At the time of writing it can take longer than an hour to run the full workflow that supports the paper. However, generation of the phylogenetic heatmaps of viral family representation in training and test datasets, and the corresponding relative entropy calculation for those distributions, can be done quickly with an incantation like the one below. This will error out, but will produce the heatmap and a printout of the relative entropy before it does:
> python ../viral_seq/run_workflow.py --cache 0 --features 0 --feature-selection skip -tr Mollentze_Training_Shuffled.csv -ts Mollentze_Holdout_Shuffled.csv
(and similarly for other training and test datasets)

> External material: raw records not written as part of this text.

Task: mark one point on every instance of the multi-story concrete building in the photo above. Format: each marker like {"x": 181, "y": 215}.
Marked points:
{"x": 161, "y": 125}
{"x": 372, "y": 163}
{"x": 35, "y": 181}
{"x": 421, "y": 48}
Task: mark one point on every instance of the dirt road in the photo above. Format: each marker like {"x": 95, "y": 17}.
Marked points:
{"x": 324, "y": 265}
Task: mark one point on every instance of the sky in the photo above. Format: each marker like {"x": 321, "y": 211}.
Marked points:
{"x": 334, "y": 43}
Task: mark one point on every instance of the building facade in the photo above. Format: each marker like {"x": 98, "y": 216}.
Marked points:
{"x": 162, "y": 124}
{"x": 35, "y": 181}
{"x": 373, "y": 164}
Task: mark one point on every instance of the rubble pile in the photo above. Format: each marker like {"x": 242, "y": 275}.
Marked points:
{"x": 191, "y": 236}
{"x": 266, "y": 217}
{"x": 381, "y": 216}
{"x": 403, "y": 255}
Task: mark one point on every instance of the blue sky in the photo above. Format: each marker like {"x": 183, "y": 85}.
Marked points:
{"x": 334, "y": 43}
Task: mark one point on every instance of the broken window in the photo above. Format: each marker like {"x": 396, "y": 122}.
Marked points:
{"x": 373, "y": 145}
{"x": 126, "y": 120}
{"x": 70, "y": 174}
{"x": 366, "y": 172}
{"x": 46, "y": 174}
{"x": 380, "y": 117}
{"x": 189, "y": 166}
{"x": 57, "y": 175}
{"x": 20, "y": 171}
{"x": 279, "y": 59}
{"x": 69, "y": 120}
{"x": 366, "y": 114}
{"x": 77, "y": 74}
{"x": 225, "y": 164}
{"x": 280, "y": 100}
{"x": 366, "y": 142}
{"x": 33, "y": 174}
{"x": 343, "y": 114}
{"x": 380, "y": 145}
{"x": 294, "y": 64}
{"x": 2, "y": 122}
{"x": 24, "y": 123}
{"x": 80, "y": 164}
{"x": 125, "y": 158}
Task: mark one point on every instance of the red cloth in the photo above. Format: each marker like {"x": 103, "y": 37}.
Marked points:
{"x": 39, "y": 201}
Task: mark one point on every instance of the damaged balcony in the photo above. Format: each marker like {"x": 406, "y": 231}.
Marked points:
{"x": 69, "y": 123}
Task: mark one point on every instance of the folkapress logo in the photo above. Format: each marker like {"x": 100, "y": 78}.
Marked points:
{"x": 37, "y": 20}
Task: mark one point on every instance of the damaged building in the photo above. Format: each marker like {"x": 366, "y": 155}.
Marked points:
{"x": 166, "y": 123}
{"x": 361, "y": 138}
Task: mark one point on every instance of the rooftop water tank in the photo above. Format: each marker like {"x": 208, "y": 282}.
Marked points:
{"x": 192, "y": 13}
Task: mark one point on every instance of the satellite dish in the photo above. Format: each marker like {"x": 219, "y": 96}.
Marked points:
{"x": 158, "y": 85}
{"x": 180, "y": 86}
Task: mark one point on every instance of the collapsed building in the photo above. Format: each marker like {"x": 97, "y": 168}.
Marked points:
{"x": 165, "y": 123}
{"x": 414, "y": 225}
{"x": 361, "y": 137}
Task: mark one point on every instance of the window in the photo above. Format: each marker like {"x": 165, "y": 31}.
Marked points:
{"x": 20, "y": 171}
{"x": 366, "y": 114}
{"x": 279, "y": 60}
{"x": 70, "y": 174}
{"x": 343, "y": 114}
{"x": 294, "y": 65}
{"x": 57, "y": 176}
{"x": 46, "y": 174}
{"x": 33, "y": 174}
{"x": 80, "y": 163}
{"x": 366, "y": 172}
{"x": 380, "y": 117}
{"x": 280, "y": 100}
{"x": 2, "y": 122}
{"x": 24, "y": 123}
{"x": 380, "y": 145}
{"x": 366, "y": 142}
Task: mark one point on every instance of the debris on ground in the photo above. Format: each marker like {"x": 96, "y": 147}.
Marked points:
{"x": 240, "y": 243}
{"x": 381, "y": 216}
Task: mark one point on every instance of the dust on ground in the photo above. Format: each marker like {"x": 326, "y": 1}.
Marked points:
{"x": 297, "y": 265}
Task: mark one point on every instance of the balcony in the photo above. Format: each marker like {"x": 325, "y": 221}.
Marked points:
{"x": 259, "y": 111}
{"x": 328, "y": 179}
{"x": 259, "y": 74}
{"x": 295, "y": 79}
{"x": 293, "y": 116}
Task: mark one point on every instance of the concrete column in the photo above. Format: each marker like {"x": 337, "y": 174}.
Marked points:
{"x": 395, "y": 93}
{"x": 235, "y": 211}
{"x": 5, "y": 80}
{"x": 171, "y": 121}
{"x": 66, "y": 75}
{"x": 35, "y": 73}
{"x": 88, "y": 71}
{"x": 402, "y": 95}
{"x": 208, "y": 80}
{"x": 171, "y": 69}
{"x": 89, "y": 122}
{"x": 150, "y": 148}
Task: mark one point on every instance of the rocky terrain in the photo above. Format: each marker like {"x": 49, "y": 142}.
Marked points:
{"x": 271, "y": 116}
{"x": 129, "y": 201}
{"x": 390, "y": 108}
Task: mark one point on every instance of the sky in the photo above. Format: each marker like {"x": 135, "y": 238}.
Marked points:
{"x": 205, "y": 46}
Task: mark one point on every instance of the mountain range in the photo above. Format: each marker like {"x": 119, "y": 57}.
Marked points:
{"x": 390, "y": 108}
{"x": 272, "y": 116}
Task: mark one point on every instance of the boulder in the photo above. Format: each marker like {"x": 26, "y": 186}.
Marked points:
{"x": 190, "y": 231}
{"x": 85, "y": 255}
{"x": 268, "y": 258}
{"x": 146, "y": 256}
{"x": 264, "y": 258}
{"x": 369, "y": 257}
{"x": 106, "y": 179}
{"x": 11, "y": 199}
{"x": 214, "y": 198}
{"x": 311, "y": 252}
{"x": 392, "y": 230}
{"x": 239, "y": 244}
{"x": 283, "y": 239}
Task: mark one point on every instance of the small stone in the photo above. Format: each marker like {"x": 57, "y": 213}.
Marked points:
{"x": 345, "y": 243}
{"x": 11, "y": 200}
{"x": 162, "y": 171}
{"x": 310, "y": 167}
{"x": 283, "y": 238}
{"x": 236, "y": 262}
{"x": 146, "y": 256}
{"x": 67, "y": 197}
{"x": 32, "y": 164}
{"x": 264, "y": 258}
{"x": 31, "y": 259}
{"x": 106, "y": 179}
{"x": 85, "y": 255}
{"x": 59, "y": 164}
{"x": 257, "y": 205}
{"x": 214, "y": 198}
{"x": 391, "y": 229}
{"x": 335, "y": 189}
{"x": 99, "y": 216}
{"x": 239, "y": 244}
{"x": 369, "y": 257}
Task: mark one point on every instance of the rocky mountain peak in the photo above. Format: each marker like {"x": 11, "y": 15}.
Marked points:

The ROC AUC violin plot in the LDRD manuscript, which compares relative ML model performances for human, primate, and mammal targets (and with vs. without shuffling/rebalancing the data), can be regenerated by running the six pertinent LDRD workflows and then running the post-processing code.
For example, after installing the project locally and confirming that the testsuite is passing, six subfolders for the different conditions might be created, and the workflow incantations initiated in those directories as follows (10 random seeds were combined for the manuscript results):
# (1) at subdirectory human_fixed:
python ../viral_seq/run_workflow.py -tr Relabeled_Train.csv -ts Relabeled_Test.csv -tc "human" -c "extract" -n 2 -cp 10
# (2) at subdirectory human_shuffled:
python ../viral_seq/run_workflow.py -tr Relabeled_Train_Human_Shuffled.csv -ts Relabeled_Test_Human_Shuffled.csv -tc "human" -c "extract" -n 2 -cp 10
# (3) at subdirectory primate_fixed:
python ../viral_seq/run_workflow.py -tr Relabeled_Train.csv -ts Relabeled_Test.csv -tc "primate" -c "extract" -n 2 -cp 10
# (4) at subdirectory primate_shuffled:
python ../viral_seq/run_workflow.py -tr Relabeled_Train_Primate_Shuffled.csv -ts Relabeled_Test_Primate_Shuffled.csv -tc "primate" -c "extract" -n 2 -cp 10
# (5) at subdirectory mammal_fixed:
python ../viral_seq/run_workflow.py -tr Relabeled_Train.csv -ts Relabeled_Test.csv -tc "mammal" -c "extract" -n 2 -cp 10
# (6) at subdirectory mammal_shuffled:
python ../viral_seq/run_workflow.py -tr Relabeled_Train_Mammal_Shuffled.csv -ts Relabeled_Test_Mammal_Shuffled.csv -tc "mammal" -c "extract" -n 2 -cp 10
After verifying that each workflow has completed normally (i.e., exit code of 0
,
no error message), the post-processing code can be started to generate the violin
plot and its associated raw data:
from viral_seq.data.make_target_comparison_plot import plot_target_comparison
plot_target_comparison(
human_fixed_predictions="human_fixed/data_calculated/predictions",
human_shuffled_predictions="human_shuffled/data_calculated/predictions",
primate_fixed_predictions="primate_fixed/data_calculated/predictions",
primate_shuffled_predictions="primate_shuffled/data_calculated/predictions",
mammal_fixed_predictions="mammal_fixed/data_calculated/predictions",
mammal_shuffled_predictions="mammal_shuffled/data_calculated/predictions",
)
At the time of writing we are currently bound to the copyleft GPL-3.0
license because we leverage taxonomy-ranks
in the small corner of our
workflow that deals with phylogenetic heatmaps,
and taxonomy-ranks
itself depends on the GPL-3.0
licensed
ete
project. Given the minor role these libraries play in our workflow,
we'd appreciate help in finding a more liberally-licensed alternative so
that we can avoid copyleft requirements in the future.